Le Distilbène de retour devant la justice
La cour d'appel de Versailles examinait jeudi deux cas d'enfants dont le handicap serait lié aux effets de l'exposition au Distilbène. © MAXPPP

L'hormone, fabriquée par UCB Pharma et Novartis, serait notamment responsable de cancers.

C'est le premier procès depuis la décision de la Cour de cassation, le 24 septembre 2009. Deux "filles Distilbène" exposées pendant la grossesse de leurs mères aux effets de l'hormone de synthèse, assignent les laboratoires UCB Pharma et Novartis devant la cour d'appel de Paris jeudi. Dans son arrêt, la Cour de cassation avait conclu qu'à partir du moment où une jeune femme prouve qu'elle a été exposée à la molécule DES, il appartient au laboratoire attaqué de prouver son innocence.

"La Cour de cassation avait ainsi créé une possible condamnation solidaire des deux laboratoires qui ont commercialisé la molécule, et qui ne pourront jamais prouver que leur produit n'est pas en cause", a expliqué mercredi l'avocate des deux plaignantes, Me Martine Verdier.

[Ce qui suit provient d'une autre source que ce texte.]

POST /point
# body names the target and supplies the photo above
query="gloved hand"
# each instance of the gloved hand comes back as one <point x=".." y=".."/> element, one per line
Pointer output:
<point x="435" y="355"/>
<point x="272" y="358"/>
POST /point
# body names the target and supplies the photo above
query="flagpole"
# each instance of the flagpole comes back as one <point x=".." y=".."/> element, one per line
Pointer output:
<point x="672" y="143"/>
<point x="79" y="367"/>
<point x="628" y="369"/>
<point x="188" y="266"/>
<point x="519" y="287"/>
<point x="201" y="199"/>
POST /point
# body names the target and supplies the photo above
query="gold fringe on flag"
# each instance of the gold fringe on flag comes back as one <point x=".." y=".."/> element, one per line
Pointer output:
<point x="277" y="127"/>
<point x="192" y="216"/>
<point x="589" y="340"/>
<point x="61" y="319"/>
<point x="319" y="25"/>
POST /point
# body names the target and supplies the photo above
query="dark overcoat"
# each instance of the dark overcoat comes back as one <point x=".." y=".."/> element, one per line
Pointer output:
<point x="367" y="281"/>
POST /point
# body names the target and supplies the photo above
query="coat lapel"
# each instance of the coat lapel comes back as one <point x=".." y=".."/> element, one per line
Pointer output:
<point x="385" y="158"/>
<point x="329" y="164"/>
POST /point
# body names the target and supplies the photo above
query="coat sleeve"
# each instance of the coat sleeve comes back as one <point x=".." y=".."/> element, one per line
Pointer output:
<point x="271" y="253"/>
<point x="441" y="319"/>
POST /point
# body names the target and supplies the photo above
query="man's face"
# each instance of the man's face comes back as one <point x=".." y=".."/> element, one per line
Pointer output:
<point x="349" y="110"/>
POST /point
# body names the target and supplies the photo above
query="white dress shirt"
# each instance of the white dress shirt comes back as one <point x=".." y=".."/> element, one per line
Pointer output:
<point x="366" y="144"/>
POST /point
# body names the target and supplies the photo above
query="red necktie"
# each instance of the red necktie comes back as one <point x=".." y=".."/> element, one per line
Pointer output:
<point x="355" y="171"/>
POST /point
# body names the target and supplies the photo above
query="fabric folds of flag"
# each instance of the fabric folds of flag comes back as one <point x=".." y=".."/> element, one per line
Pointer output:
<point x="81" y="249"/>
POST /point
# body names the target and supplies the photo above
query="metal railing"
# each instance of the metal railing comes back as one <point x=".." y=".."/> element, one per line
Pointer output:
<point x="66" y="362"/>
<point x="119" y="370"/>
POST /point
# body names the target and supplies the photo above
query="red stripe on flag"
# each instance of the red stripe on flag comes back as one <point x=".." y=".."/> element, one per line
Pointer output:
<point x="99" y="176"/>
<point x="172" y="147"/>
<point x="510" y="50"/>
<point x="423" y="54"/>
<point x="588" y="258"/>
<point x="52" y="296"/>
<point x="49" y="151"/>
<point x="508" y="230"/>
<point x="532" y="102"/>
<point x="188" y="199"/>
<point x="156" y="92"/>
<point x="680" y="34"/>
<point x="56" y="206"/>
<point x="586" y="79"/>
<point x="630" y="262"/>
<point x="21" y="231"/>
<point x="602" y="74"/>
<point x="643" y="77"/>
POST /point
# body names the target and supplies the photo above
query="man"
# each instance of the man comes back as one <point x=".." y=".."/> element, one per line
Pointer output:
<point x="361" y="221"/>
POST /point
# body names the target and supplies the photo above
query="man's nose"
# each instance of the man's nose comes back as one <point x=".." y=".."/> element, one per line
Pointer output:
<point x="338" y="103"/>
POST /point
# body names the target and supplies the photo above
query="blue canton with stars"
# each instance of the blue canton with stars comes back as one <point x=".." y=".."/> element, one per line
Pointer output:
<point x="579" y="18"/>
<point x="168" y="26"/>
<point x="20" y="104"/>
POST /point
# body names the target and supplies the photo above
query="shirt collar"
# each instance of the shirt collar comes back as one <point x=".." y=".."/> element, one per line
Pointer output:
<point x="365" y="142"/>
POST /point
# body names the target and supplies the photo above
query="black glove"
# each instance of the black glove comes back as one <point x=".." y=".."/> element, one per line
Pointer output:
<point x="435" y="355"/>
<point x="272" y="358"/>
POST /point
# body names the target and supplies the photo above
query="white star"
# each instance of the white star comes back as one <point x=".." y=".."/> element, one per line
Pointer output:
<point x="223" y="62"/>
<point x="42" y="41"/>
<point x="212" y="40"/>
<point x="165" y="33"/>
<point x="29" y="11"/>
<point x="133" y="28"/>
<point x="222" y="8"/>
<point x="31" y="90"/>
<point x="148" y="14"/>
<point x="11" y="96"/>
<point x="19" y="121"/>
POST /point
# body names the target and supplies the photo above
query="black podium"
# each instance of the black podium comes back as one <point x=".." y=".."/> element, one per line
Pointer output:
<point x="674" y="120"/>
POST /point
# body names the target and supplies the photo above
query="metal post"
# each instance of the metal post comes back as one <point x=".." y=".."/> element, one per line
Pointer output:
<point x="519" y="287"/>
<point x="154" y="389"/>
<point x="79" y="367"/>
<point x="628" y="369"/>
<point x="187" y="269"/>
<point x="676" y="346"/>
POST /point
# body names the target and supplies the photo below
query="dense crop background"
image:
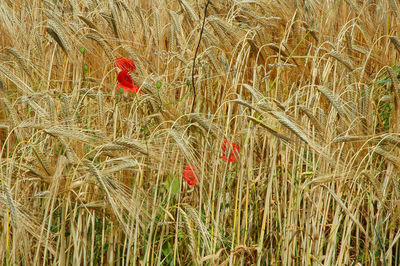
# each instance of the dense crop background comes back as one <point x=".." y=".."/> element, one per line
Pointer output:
<point x="308" y="89"/>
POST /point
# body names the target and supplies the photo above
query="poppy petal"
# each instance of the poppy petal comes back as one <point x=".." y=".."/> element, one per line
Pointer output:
<point x="125" y="64"/>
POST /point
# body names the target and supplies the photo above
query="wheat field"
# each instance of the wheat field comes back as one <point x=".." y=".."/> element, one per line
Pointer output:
<point x="308" y="90"/>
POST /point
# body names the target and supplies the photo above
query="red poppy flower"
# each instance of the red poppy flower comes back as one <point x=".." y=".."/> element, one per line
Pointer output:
<point x="190" y="175"/>
<point x="125" y="81"/>
<point x="125" y="64"/>
<point x="231" y="150"/>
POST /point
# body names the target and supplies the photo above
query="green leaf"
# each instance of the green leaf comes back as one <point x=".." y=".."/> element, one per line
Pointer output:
<point x="175" y="186"/>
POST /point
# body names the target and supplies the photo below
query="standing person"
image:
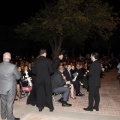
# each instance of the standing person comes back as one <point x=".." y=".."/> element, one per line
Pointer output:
<point x="56" y="62"/>
<point x="118" y="66"/>
<point x="8" y="82"/>
<point x="41" y="94"/>
<point x="59" y="85"/>
<point x="94" y="83"/>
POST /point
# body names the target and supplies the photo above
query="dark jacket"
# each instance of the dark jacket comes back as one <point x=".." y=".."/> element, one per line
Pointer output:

En juin 2008, Marie-Elise, aujourd'hui âgée de 47 ans, avait perdu son procès devant la cour d'appel de Versailles. La preuve du lien de causalité entre l'administration du médicament et la pathologie n'était pas établie, avaient alors estimé les juges. Un an plus tard, cet arrêt avait été cassé.

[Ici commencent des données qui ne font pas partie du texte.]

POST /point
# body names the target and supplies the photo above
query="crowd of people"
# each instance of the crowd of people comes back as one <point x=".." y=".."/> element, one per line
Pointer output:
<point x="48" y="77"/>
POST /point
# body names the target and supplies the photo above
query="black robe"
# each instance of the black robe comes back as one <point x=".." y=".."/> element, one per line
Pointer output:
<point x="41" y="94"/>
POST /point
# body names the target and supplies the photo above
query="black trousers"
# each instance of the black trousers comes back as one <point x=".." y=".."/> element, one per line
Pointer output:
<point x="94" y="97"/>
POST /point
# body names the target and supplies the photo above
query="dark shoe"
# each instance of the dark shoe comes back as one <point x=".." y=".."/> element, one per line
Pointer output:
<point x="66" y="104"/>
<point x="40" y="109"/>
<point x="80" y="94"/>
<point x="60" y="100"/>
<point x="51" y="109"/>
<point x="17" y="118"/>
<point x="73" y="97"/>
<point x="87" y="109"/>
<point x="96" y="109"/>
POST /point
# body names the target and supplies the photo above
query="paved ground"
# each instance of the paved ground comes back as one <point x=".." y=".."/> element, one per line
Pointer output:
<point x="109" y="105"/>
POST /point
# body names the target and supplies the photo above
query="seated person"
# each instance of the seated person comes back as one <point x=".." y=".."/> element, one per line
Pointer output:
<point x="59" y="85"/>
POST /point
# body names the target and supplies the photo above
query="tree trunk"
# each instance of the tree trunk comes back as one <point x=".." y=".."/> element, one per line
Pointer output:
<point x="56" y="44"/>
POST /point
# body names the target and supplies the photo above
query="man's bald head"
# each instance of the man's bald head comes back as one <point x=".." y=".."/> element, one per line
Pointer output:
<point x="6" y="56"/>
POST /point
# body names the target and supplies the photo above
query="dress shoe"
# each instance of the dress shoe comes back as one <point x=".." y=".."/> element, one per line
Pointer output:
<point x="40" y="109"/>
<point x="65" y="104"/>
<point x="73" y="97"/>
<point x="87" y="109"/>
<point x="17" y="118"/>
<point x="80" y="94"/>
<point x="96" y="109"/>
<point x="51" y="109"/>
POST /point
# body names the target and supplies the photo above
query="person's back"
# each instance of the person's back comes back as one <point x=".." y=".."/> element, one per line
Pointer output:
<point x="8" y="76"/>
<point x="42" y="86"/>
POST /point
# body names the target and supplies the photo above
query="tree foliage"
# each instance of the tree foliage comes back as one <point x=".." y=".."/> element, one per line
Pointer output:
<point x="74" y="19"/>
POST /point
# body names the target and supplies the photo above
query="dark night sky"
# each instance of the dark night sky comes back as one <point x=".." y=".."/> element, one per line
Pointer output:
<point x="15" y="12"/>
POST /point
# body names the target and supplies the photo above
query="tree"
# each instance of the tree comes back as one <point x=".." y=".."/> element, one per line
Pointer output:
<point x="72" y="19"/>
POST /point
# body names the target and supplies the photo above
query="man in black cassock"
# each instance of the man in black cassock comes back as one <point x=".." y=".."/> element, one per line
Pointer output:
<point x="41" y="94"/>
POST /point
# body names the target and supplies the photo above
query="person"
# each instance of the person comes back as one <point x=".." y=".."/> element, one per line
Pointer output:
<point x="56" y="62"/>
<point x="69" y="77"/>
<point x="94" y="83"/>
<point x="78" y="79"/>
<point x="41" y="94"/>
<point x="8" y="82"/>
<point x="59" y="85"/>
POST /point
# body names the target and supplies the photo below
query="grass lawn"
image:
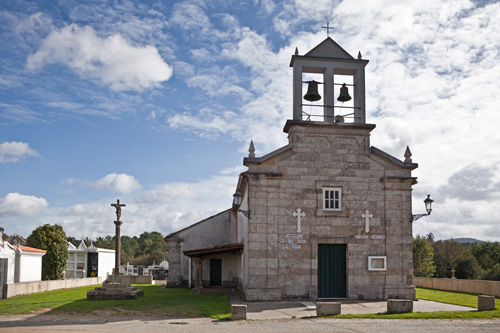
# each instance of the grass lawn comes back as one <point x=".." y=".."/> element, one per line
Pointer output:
<point x="181" y="303"/>
<point x="157" y="302"/>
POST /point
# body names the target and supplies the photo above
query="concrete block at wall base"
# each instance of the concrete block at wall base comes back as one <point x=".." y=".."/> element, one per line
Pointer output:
<point x="328" y="308"/>
<point x="485" y="303"/>
<point x="399" y="305"/>
<point x="238" y="312"/>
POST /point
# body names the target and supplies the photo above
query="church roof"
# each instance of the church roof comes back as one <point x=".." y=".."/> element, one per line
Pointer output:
<point x="392" y="159"/>
<point x="329" y="49"/>
<point x="194" y="224"/>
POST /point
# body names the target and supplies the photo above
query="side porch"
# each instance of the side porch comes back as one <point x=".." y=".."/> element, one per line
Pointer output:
<point x="217" y="266"/>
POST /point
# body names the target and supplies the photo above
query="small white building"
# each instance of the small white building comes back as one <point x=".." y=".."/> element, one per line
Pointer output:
<point x="7" y="263"/>
<point x="28" y="264"/>
<point x="19" y="264"/>
<point x="89" y="261"/>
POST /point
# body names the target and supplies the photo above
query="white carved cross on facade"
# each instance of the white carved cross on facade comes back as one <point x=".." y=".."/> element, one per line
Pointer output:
<point x="298" y="214"/>
<point x="367" y="215"/>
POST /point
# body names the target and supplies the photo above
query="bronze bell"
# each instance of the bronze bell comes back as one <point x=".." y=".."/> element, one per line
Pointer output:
<point x="344" y="94"/>
<point x="312" y="94"/>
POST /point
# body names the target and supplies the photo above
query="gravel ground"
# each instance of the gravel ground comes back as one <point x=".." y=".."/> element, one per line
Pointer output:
<point x="55" y="323"/>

Un cancer vaincu après 18 opérations

Atteinte d'un cancer dénommé adénocarcinome à cellules claires, Marie-Elise l'a "vaincu après 18 opérations et 42 anesthésies générales", a affirmé l'association Les filles DES. Elle souffrait de cette maladie, propre aux enfants de patientes ayant pris du Distilbène, depuis l'âge de 21 ans. "Son exposition au DES in utero est certaine et le lien avec son cancer également. La question, à présent, c'est plutôt de savoir 'comment les laboratoires vont être condamnés', a souligné Nathalie Lafaye, porte-parole du "Réseau DES France".

L'autre plaignante, dont l'anonymat a été préservé, est âgée de 41 ans. "Après avoir été exposée in utero au DES, elle avait fait une première fausse couche puis vécu cinq grossesses extra utérines dont une qui avait failli lui coûter la vie, deux grossesses pathologiques", insiste l'association Les filles DES.

Prescrit contre les fausses couches

Entre 1950 et 1977, la molécule diéthylstilboestrol (DES) a été prescrite aux femmes enceintes en France pour prévenir les fausses couches. Elle était commercialisée sous la marque Distilbène par le laboratoire UCEPHA, UCB Pharma désormais, et la marque Stilboestrol-Borne par le laboratoire Borne, aujourd'hui Novartis.